OSTARA

Es liegt in den Lüften ein Singen
und ein Rot wie von Mädchenlippen
will aus dem Morgen schwingen,
mit Fingern an Pforten tippen.

Die Göttin winkt ihr Erbarmen,
Winters Vermögen zu schmälern,
im großen verliebten Umarmen
tanzt sie den Schnee aus den Tälern.

Die Birken beginnen zu grünen,
sie wiegen die schlanken Gestalten;
auf blauen, himmlischen Bühnen,
obsiegen die linden Gewalten.

Und der Wanderer sieht über Auen,
bestaunt die erwachenden Fluren,
weit wird sein Herz im Beschauen,
es sputen sich Adern und Uhren.

Das ist die Zeit der Verkündung,
die Wonnen woll’n wieder werden,
die Frühe atmet die Lande jung,
Ostara geht über die Erden.

 
Aurora ist die lateinische Bezeichnung der oftmals personifizierten Morgenröte des Ostens.
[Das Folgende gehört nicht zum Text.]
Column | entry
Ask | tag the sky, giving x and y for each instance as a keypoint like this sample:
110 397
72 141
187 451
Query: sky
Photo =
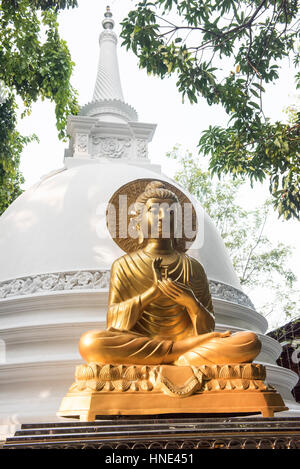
156 101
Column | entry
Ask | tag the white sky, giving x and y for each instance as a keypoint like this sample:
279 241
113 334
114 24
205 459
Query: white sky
156 101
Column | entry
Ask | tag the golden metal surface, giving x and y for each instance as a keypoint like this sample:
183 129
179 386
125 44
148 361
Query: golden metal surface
160 353
160 309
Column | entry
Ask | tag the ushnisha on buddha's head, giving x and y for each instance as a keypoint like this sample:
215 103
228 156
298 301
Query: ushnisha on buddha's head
157 213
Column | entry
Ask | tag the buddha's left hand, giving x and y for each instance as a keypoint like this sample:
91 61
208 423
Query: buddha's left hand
182 295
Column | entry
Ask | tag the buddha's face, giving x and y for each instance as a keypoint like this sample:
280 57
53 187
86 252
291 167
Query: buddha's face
158 218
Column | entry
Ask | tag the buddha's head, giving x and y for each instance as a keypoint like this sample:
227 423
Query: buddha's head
156 212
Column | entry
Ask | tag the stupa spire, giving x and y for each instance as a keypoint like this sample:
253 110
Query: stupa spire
108 83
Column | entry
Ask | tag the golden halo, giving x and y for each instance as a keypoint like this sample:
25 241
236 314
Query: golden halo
118 219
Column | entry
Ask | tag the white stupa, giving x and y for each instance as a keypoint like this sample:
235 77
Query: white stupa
56 255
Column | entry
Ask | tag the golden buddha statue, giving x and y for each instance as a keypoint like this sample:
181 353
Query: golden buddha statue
160 309
160 353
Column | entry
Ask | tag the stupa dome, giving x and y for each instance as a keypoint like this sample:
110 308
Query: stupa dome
59 225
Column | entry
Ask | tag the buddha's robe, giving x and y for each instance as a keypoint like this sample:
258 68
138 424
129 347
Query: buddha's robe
136 336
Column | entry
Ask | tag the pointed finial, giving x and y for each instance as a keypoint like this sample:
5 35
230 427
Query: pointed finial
108 22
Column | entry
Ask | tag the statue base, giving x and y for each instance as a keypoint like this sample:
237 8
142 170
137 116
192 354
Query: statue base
168 389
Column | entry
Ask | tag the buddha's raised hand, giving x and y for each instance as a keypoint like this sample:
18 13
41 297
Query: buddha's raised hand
182 295
156 267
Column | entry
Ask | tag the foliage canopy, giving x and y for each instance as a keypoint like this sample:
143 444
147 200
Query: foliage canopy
34 63
254 37
259 263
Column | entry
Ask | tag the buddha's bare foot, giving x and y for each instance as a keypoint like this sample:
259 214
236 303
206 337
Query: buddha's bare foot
224 334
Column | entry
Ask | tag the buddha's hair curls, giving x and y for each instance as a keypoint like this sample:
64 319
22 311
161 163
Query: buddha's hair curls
155 190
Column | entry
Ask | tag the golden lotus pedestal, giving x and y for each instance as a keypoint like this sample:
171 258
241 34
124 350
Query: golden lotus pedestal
167 389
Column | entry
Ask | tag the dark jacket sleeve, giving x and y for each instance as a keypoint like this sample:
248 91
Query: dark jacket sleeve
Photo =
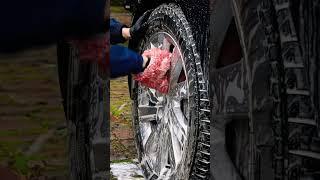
116 31
41 22
124 61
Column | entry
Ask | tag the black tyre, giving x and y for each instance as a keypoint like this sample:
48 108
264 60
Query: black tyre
274 133
172 131
84 95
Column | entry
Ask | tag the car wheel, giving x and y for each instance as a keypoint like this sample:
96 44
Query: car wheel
172 131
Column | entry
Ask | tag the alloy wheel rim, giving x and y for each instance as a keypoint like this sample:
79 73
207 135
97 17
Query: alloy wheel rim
164 119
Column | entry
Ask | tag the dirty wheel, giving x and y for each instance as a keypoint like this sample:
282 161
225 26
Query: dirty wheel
84 100
172 130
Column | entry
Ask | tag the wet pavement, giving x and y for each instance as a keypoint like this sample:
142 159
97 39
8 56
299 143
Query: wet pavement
126 171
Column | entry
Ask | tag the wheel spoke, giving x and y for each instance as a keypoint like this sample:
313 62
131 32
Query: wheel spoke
164 141
176 67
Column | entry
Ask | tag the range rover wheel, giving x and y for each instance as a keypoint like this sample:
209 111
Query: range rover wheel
173 130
In lat. Werken erscheint der Name Aurora auch an Stelle der griechischen Göttin Eos. Diese ist Schwester des Sonnengottes Helios/Sol und der Mondgöttin Selene/Luna. In den arioindischen Texten des Verda heißt die vielbesungene Göttin der Morgenröte Uschas. Täglich fährt sie auf einem reichgeschmückten, von weißen Rossen oder Rindern gezogenen Wagen daher, sie erweckt alle Wesen und schafft überall neues Leben. Der gelehrte Beda Venerabilis (673-735) berichtete von den ursprünglich norddeutschen Angelsachsen, denen die Göttin Eostrae und ihr Monat Eosturmonath (April, ahd. ôstarmânôt) bekannt war. Die Ostara erscheint als die germanische Entsprechung zur Auroa/Eos/Uschas.